For the interface heat transfer with pressure, there is a definite relationship between the interface heat transfer coefficient and the interface pressure and temperature. Therefore, it is important to establish the relationship between the heat transfer coefficient of squeeze casting die interface and the interface pressure and temperature.

A large number of quantitative data of interface heat transfer coefficient, interface pressure and interface temperature were obtained by squeeze casting experiment. On this basis, the micro contact mechanics model is used to study the relationship between the heat transfer coefficient of squeeze casting die interface and the interface pressure and temperature. The research ideas are as follows: through micro geometry analysis and micro mechanics analysis, the relationship among interface pressure, interface temperature and interface spacing is established; through micro heat transfer analysis, and using the data obtained from squeeze casting experiment, the relationship between interface heat transfer coefficient and interface spacing is established; and then the relationship between interface heat transfer coefficient and interface pressure and interface temperature is obtained.

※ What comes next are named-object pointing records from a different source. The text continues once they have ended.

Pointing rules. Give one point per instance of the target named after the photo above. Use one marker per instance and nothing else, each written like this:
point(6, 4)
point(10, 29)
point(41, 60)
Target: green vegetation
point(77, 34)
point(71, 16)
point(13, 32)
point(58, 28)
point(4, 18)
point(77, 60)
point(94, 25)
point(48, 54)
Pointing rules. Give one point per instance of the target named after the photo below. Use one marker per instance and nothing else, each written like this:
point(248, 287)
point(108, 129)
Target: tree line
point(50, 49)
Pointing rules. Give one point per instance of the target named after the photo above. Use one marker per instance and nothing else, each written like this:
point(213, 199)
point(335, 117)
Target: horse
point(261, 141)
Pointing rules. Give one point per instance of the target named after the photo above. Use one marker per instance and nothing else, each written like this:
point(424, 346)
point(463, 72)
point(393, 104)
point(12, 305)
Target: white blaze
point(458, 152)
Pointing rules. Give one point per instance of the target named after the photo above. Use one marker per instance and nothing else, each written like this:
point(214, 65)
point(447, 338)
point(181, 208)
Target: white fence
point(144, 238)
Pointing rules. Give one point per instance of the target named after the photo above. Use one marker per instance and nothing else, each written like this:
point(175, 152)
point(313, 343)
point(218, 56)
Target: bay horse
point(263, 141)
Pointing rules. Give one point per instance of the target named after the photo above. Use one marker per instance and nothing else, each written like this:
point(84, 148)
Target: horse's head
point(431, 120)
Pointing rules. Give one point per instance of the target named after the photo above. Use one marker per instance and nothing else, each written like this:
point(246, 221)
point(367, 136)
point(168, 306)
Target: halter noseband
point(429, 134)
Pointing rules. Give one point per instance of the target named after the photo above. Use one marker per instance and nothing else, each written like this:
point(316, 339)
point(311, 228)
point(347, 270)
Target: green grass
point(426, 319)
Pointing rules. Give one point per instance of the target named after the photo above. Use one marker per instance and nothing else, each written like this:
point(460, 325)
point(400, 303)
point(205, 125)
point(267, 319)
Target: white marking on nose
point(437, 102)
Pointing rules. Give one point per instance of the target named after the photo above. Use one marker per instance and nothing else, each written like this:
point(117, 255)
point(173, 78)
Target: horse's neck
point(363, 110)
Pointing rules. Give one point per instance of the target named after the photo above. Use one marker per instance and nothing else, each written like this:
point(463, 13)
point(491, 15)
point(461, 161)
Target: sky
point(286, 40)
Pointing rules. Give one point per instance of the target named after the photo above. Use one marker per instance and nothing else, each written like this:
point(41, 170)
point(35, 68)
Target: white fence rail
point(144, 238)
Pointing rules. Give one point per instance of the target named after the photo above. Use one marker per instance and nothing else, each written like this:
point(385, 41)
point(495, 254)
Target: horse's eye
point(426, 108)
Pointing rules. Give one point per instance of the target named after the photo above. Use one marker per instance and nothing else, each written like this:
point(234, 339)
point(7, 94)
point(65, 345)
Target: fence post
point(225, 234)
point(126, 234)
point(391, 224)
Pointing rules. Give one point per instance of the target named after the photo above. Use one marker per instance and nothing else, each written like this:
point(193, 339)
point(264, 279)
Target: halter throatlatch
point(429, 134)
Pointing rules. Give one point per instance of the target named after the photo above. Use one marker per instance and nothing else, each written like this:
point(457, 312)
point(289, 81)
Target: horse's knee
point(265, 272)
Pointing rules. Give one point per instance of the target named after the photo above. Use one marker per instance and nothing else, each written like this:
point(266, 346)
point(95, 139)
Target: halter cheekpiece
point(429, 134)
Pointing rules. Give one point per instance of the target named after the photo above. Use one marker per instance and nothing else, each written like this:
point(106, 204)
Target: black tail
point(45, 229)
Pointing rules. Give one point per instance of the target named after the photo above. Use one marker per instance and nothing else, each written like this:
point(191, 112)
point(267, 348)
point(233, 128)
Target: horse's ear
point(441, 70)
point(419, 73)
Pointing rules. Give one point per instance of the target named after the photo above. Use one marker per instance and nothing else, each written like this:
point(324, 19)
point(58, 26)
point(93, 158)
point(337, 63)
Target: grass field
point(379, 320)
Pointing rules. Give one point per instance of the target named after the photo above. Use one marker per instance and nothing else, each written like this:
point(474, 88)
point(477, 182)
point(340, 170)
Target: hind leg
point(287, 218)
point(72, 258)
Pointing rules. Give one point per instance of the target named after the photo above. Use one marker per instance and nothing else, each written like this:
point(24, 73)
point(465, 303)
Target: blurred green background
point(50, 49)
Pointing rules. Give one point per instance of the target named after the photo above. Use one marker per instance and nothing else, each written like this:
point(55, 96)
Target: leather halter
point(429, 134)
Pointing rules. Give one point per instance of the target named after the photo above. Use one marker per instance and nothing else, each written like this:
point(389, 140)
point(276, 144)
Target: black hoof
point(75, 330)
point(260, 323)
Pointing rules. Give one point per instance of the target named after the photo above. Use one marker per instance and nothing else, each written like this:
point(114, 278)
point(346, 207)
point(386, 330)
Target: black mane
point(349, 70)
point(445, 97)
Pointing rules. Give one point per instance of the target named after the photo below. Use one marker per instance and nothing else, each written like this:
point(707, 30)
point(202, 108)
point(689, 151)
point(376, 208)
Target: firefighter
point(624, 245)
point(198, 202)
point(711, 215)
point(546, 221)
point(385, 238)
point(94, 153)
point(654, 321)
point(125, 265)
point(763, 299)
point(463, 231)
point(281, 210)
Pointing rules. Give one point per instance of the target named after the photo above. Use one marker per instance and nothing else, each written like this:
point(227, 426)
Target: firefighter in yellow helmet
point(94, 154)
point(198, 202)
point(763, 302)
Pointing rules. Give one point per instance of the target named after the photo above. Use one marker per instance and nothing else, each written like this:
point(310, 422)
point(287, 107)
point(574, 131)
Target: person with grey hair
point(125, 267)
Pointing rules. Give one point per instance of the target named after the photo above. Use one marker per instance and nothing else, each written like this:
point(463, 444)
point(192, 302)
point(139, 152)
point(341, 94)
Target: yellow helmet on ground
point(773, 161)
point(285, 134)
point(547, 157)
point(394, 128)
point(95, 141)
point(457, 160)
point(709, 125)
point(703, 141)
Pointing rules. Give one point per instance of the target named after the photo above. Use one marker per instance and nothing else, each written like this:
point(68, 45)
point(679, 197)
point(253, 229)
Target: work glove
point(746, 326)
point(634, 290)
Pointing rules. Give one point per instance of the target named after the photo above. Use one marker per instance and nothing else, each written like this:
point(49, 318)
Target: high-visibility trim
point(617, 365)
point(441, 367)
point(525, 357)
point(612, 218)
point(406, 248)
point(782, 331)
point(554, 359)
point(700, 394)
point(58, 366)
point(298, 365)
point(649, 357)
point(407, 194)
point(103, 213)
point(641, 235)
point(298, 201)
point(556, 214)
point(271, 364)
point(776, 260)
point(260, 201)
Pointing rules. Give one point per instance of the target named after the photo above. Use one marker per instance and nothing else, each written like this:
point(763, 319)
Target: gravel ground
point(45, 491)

In addition, after the interface pressure is reduced to zero, the relationship between the interface heat transfer coefficient and the interface temperature is established by fitting the experimental data.

Based on the theoretical analysis and the quantitative data obtained from squeeze casting experiments, the relationship between the interfacial heat transfer coefficient and the interfacial pressure and temperature is studied

(1) Based on the theory of micro geometry / contact mechanics, a model was established to describe the interface heat transfer between squeeze casting and die. The model can quantitatively describe the relationship between the interface heat transfer coefficient and the interface pressure, temperature and other factors by considering the contact stress, effective heat transfer area, material mechanical properties and relevant thermal parameters between the casting and die on the micro scale.

(2) The experimental results are in good agreement with the model results. The model can accurately calculate the interface heat transfer coefficient on the premise of knowing the interface pressure and temperature.

(3) Through data fitting method, the model of heat transfer coefficient after the disappearance of interface pressure is established.